The research, Legal Innovation in Impact Investing, was conducted with law firm Morrison & Foerster, and draws upon anonymous surveys with ICM’s 67 members who include the likes of Bain Capital, Bridges Fund Management, Morgan Stanley, KKR and TPG Rise Fund.
Carried interest - a key metric in private equity - is effectively a way to financially compensate GPs to meet or exceed financial targets. Fund managers get paid a percentage of the fund’s profits - so it’s a way to ensure GPs and LPs interests are aligned. Linking impact fund managers’ carried interest or other types of management compensation to impact performance as a way to ensure the funds meet their goals has been widely discussed in the impact investing space but rarely implemented.

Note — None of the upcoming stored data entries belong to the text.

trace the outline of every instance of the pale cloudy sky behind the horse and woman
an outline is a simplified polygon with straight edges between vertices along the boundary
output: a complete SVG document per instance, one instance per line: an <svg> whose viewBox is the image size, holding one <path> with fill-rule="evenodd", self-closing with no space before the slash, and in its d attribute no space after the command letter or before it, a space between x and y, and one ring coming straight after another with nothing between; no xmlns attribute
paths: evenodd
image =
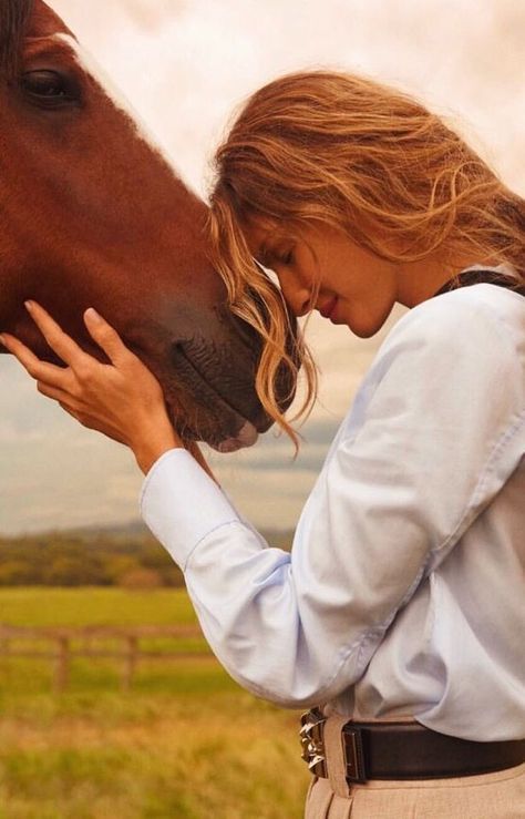
<svg viewBox="0 0 525 819"><path fill-rule="evenodd" d="M291 70L359 72L415 94L525 195L522 0L52 0L202 196L210 157L239 104ZM320 400L294 460L267 433L212 457L257 526L294 526L331 437L397 309L373 339L315 317L308 339ZM120 444L84 430L0 356L0 536L113 525L138 514L142 475Z"/></svg>

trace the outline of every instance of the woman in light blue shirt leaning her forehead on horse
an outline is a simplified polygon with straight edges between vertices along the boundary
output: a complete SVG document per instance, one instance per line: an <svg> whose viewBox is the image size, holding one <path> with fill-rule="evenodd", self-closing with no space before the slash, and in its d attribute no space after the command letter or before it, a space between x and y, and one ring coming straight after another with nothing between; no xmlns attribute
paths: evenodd
<svg viewBox="0 0 525 819"><path fill-rule="evenodd" d="M144 519L230 674L312 708L308 817L524 816L525 205L419 103L330 72L258 91L217 172L215 262L266 340L258 392L291 436L274 395L277 369L296 367L287 313L261 266L291 313L362 337L395 301L411 308L341 424L291 555L239 518L94 311L85 324L112 366L37 305L68 369L3 344L41 392L133 449Z"/></svg>

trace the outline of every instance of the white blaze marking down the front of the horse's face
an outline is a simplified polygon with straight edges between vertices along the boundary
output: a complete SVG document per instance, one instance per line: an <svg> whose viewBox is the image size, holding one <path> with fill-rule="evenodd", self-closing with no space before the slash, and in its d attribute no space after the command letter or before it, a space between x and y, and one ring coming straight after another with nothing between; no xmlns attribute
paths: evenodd
<svg viewBox="0 0 525 819"><path fill-rule="evenodd" d="M95 80L100 88L105 92L111 102L131 120L135 133L138 139L147 143L150 147L164 160L173 174L181 180L181 174L175 167L173 158L169 156L167 149L158 141L148 125L144 122L141 114L133 106L132 102L126 98L123 91L106 74L104 69L96 62L94 57L71 34L54 34L55 40L65 42L76 58L79 65Z"/></svg>

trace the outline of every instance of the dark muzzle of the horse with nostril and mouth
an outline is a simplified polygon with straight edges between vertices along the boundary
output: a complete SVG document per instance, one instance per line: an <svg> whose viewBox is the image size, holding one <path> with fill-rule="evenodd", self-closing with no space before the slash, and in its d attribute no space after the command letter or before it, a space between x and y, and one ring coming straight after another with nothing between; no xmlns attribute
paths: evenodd
<svg viewBox="0 0 525 819"><path fill-rule="evenodd" d="M274 422L255 389L260 336L224 306L165 301L154 313L155 323L134 321L124 337L161 382L181 437L219 452L251 447ZM291 403L294 389L294 376L282 367L276 383L281 411Z"/></svg>

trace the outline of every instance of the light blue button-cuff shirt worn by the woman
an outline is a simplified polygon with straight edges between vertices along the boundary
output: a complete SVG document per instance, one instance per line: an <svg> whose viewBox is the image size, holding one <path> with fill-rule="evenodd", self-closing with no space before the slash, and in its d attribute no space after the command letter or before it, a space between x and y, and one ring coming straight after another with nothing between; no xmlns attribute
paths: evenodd
<svg viewBox="0 0 525 819"><path fill-rule="evenodd" d="M524 366L523 296L478 284L411 309L339 429L291 554L184 450L154 464L142 514L235 679L284 706L525 737Z"/></svg>

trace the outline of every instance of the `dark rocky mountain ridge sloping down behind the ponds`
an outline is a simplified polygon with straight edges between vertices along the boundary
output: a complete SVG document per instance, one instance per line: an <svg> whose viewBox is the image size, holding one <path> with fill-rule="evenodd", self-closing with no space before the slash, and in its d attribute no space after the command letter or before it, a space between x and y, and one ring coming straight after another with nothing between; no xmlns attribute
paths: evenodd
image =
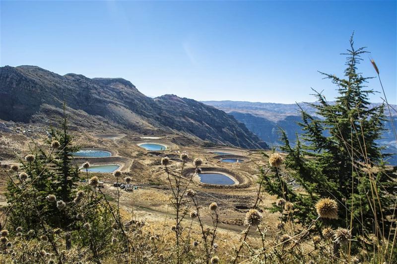
<svg viewBox="0 0 397 264"><path fill-rule="evenodd" d="M62 76L37 66L0 68L0 119L51 124L62 114L64 101L76 129L181 134L215 144L267 147L221 110L174 95L152 99L122 78Z"/></svg>

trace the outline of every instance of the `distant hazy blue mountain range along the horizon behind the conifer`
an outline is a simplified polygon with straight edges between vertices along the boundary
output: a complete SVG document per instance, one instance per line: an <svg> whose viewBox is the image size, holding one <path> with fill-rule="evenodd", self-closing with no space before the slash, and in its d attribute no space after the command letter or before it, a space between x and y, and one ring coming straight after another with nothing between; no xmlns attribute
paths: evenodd
<svg viewBox="0 0 397 264"><path fill-rule="evenodd" d="M302 134L302 130L297 124L302 121L299 114L299 106L305 111L312 113L315 117L318 117L314 112L314 108L306 103L299 103L299 106L296 104L251 103L239 101L204 101L202 103L214 106L233 115L270 146L281 144L278 127L281 127L287 133L291 142L295 141L296 133ZM330 104L332 104L332 102ZM378 106L379 104L375 103L371 105ZM391 106L397 109L397 105ZM386 113L389 115L388 111ZM392 116L394 118L394 124L396 125L397 112L393 109ZM387 131L384 133L384 138L380 140L379 143L387 148L387 153L396 154L397 142L392 131L391 122L385 122L385 127ZM397 164L397 156L391 159L391 163Z"/></svg>

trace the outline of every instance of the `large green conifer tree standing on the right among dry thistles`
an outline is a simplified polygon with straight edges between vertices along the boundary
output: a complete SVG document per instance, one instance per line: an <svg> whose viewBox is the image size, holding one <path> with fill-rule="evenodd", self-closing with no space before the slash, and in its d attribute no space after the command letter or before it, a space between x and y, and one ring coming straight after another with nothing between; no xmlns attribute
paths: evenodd
<svg viewBox="0 0 397 264"><path fill-rule="evenodd" d="M301 108L304 134L297 136L292 148L283 133L282 150L288 154L286 167L306 190L289 194L302 218L315 214L313 205L319 198L329 197L339 203L339 219L329 223L351 228L354 234L384 236L391 224L388 216L393 213L396 176L385 165L377 144L385 131L384 106L370 105L374 91L365 86L370 78L357 70L365 53L365 48L354 48L352 36L350 48L342 53L347 56L344 76L321 72L337 87L335 102L327 102L315 91L317 102L310 105L320 118Z"/></svg>

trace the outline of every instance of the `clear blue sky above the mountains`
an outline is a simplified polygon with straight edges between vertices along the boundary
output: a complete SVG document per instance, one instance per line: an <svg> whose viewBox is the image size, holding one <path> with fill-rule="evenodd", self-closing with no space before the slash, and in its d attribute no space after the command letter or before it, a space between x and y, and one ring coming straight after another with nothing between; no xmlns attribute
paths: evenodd
<svg viewBox="0 0 397 264"><path fill-rule="evenodd" d="M348 40L397 103L396 1L0 1L0 65L122 77L147 96L294 103L317 70L341 75ZM378 80L369 85L380 91ZM381 102L380 94L372 102Z"/></svg>

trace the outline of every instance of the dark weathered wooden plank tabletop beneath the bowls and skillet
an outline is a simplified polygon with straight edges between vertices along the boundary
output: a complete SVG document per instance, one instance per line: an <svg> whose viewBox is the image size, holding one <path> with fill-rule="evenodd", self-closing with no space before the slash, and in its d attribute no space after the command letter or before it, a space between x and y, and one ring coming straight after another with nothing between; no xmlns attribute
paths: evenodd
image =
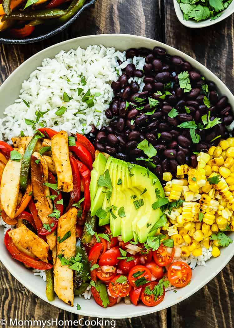
<svg viewBox="0 0 234 328"><path fill-rule="evenodd" d="M188 29L178 21L172 0L98 0L66 31L29 45L0 45L0 81L34 53L87 34L129 33L147 36L189 54L234 92L234 15L206 29ZM10 96L10 95L9 95ZM0 264L0 318L77 319L50 306L21 285ZM234 260L204 288L178 305L145 317L116 320L116 327L231 328L234 326Z"/></svg>

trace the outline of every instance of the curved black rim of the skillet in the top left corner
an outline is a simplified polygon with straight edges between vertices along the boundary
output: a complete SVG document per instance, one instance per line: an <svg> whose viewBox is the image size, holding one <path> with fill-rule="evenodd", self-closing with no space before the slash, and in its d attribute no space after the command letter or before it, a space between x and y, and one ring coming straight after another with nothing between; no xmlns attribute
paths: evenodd
<svg viewBox="0 0 234 328"><path fill-rule="evenodd" d="M64 31L66 28L68 28L68 26L70 26L86 8L94 5L96 3L96 1L97 0L89 0L88 2L86 2L84 4L84 6L80 10L77 11L77 13L75 15L73 15L70 19L68 19L67 22L55 27L53 30L51 30L48 33L44 33L39 36L35 36L35 37L31 37L31 38L29 37L29 38L25 38L25 39L9 39L9 38L1 38L0 37L0 42L5 43L5 44L28 44L28 43L35 43L38 41L46 40L46 39L50 38L51 36L58 34L62 31Z"/></svg>

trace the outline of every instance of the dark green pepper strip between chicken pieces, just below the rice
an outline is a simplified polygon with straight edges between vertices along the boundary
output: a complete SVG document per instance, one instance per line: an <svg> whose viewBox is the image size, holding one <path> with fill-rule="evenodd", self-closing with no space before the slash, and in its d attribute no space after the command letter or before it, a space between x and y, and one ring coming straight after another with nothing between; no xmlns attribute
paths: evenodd
<svg viewBox="0 0 234 328"><path fill-rule="evenodd" d="M26 191L27 188L28 179L29 179L29 170L30 170L30 159L34 151L34 148L36 146L37 140L38 140L38 134L35 134L30 140L22 159L21 168L20 168L20 188L22 188L23 191Z"/></svg>

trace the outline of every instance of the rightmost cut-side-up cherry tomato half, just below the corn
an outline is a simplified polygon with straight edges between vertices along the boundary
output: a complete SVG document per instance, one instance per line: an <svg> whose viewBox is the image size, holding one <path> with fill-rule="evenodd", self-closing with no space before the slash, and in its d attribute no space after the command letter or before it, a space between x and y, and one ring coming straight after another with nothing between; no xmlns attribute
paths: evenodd
<svg viewBox="0 0 234 328"><path fill-rule="evenodd" d="M173 262L167 271L167 277L170 283L175 287L186 286L192 277L190 266L181 261Z"/></svg>

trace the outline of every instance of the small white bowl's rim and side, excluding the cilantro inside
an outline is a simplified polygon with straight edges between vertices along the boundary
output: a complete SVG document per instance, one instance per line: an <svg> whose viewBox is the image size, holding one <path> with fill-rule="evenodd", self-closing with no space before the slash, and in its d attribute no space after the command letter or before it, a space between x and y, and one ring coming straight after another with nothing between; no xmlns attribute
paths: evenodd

But Susan Mac Cormac, Corporate partner at Morrison & Foerster, told RI that while fewer than 15% of funds surveyed tie management compensation such as carried interest to impact goals, the survey shows it is becoming more common as it was “very rare” just five years ago.
She said mechanisms in addition carry included linking bonus compensation to impact metrics such as carbon emission reduction value.
“Performance-linked securities are also more common when these funds invest in impact – particularly with debt but also with equity,” she added. This could include, for example, lower interest rates when climate mitigation or reduced emissions goals have been met.
More commonly used legal tools (greater than 50% of respondents) include requiring impact reporting from the GPs and portfolio companies, and including impact orientation in the fund purpose section or investment objective.
Several survey respondents also said financial penalties or fee suspensions could be imposed if the GP does not meet impact reporting requirements.
Requiring a third party audit of impact reporting or the targeting of companies with a corporate structure designed to protect impact such as B Corp status is somewhat common (between 15% and 50% of respondents).
Frontier legal tools profiled in the report include providing options for extending a fund’s term if needed to meet impact goals and using term sheets to require diversity and inclusion goals from portfolio companies.
Marieke Spence, ICM Executive Director, said the purpose of the report was to take the temperature of the market and explore emerging trends around legal tools the impact investment industry is using.
The research also looked at views on the “impact” label and found concerns that the label had become very broad which could be both helpful and diluting to the market.